Deze verschillende uitkomsten verklaarden we aan de hand van eerdere keuzes en
resultaten en van achtergrondkenmerken zoals het geslacht van de leerling, haar/zijn
geboortedag tijdens het jaar, het onderwijsniveau van haar/zijn moeder en vader, haar/zijn
geboortejaar en haar/zijn aantal broers en zussen.
Om het effect van overzitten zuiver te kunnen meten, moeten we voor elke
zittenblijver de schooluitkomsten vergelijken met deze die gerealiseerd zouden zijn indien
de leerling het schooljaar niet had overgedaan. Laatstgenoemde uitkomsten zijn per
definitie niet waarneembaar voor een zittenblijver. Wetenschappers proberen dit
probleem op te lossen door de uitkomsten van de zittenblijvers te vergelijken met deze
van een controlegroep die wel naar het volgende schooljaar overging. Dit leidt echter tot
het klassieke “selectieprobleem”. De vergelijking meet immers enkel het “zuiver” effect
van overzitten, indien de twee groepen (zittenblijvers en controlegroep) vergelijkbaar zijn.
Het is niet zo moeilijk om rekening te houden met waarneembare verschillen, zoals de
achtergrondkenmerken en voorgaande studiekeuzes. Maar dit volstaat niet, want ook niet-
waarneembare factoren vertroebelen de vergelijking. Zittenblijvers zijn vaak minder
intelligent en gemotiveerd dan leerlingen die wel naar een volgende schooljaar overgaan.

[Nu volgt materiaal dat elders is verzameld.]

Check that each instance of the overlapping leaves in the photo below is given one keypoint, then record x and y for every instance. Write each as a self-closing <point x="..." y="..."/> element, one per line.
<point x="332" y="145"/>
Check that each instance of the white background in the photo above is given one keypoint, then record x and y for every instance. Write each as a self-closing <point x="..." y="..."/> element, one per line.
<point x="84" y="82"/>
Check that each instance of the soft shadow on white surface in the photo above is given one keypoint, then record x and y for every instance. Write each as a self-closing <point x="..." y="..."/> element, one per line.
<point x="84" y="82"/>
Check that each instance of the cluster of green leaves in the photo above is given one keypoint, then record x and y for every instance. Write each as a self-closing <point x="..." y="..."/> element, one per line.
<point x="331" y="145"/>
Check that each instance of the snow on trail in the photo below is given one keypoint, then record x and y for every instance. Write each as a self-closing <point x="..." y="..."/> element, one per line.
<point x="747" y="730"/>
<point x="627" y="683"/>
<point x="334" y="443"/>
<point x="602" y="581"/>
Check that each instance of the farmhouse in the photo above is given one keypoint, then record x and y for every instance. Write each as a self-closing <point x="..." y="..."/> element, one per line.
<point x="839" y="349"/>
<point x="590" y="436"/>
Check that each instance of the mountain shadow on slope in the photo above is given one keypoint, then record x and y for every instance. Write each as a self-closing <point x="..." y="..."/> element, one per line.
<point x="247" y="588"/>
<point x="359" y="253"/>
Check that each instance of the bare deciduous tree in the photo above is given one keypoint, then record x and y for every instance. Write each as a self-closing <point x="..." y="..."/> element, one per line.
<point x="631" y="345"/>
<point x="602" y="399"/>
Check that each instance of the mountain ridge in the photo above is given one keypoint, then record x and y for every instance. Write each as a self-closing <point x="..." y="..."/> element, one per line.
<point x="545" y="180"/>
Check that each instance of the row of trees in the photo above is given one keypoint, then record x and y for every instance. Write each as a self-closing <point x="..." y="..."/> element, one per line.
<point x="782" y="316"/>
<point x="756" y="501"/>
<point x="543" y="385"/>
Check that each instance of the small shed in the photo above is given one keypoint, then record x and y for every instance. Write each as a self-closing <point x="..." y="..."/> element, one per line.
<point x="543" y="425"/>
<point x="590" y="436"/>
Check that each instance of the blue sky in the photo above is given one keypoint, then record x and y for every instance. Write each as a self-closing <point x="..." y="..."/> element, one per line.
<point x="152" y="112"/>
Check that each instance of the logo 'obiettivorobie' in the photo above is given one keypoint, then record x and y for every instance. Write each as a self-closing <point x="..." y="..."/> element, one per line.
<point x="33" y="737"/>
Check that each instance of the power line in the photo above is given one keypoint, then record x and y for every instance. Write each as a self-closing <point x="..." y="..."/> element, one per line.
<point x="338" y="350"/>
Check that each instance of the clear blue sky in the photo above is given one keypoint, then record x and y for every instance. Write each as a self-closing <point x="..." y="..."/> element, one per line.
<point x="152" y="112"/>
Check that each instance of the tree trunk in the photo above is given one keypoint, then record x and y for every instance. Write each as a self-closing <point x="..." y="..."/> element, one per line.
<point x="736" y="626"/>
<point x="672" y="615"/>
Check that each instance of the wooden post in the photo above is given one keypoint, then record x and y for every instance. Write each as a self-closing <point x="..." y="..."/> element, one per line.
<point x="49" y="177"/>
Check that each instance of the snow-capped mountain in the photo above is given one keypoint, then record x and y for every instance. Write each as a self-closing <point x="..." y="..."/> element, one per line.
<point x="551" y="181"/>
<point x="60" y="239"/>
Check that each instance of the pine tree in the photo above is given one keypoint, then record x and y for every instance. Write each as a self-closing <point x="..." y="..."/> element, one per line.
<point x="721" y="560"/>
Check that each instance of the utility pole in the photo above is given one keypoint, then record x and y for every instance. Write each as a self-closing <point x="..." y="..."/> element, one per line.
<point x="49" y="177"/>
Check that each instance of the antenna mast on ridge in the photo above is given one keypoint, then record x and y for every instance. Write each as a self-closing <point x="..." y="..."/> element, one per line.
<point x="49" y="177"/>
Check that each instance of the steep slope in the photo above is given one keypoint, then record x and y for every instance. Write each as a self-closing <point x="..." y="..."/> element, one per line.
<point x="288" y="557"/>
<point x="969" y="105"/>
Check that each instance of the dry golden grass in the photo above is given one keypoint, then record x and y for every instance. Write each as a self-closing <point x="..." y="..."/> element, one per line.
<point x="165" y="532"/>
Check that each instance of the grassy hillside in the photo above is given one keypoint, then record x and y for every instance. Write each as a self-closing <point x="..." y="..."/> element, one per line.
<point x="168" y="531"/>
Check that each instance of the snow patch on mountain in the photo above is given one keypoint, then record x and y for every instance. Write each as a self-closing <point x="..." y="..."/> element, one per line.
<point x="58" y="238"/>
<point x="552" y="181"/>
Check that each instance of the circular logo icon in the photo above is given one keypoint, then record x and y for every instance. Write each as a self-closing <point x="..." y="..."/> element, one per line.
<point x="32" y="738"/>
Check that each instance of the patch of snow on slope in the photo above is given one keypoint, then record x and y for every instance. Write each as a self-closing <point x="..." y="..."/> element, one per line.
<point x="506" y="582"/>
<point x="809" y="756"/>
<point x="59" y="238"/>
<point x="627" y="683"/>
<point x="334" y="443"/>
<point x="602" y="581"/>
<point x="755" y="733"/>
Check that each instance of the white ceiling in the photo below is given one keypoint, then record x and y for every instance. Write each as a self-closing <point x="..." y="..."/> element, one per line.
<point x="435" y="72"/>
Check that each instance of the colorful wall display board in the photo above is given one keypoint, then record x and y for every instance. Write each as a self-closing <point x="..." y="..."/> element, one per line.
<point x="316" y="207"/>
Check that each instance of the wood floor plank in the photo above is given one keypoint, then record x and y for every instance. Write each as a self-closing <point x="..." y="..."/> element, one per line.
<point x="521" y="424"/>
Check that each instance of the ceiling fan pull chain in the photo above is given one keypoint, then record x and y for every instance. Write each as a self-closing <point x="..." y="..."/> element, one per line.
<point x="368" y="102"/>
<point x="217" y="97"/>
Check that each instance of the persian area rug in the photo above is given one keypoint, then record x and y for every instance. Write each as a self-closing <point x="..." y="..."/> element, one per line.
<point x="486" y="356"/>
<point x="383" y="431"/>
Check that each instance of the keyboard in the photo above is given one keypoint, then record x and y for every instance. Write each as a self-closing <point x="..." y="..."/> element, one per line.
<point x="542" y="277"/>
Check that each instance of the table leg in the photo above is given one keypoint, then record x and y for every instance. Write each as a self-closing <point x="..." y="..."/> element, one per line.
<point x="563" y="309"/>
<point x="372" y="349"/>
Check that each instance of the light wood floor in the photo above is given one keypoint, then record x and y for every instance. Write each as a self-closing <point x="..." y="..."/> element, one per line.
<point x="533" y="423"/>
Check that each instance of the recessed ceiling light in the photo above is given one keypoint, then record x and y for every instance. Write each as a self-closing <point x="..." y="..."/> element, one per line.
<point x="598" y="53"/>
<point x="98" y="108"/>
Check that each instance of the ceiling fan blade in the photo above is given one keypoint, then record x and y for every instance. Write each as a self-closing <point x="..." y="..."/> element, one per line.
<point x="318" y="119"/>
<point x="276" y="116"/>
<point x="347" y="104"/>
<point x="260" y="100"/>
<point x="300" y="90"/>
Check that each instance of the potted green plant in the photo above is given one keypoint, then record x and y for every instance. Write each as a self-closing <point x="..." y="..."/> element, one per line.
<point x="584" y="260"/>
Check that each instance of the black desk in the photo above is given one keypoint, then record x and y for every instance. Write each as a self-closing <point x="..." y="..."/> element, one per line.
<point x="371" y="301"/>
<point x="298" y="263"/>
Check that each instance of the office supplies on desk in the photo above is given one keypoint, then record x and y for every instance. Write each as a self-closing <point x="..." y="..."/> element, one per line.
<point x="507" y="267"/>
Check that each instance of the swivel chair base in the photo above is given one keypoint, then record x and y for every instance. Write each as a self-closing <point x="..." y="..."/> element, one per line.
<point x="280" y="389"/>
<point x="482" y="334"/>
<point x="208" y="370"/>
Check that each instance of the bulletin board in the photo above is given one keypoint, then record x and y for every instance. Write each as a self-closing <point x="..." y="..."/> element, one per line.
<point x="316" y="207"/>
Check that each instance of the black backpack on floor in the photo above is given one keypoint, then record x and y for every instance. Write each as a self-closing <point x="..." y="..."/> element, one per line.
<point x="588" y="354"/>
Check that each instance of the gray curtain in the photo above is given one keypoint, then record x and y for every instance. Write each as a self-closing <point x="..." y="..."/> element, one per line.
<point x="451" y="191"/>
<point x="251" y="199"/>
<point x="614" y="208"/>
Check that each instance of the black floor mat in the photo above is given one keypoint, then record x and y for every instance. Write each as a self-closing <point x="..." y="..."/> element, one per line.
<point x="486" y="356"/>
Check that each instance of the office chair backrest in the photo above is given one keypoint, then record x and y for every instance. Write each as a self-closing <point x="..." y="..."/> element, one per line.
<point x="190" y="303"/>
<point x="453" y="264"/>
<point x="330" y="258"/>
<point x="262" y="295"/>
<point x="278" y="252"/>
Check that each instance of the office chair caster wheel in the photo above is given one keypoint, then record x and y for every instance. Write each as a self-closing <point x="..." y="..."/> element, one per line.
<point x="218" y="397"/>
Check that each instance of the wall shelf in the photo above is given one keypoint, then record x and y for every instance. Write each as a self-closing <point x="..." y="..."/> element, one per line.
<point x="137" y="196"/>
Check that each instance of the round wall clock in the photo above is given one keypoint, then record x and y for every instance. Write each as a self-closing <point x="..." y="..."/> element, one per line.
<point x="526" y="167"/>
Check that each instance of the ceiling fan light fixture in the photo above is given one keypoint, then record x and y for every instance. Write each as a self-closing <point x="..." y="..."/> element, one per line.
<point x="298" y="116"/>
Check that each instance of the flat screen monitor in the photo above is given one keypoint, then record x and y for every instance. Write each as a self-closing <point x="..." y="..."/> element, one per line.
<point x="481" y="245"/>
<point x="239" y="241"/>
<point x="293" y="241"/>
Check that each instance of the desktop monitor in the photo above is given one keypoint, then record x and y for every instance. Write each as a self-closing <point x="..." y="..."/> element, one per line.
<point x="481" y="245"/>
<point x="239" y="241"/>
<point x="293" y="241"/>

Onder de veronderstelling dat deze niet-waarneembare factoren uni-dimensionaal zijn en
omdat we meerdere schoolovergangen per individu waarnemen, laat onze
modelleringsstrategie toe om hiervoor uit te zuiveren.
5
Naast het voornoemde klassieke selectieprobleem houdt onze analyse ook rekening
met het zogenaamde “dynamisch selectieprobleem”. Dit laatste wordt veroorzaakt
doordat enkel de meest bekwame en gemotiveerde jongeren school blijven lopen: de
anderen vallen voortijdig uit (voor een uitgebreide bespreking, zie Baert en Cockx, 2013).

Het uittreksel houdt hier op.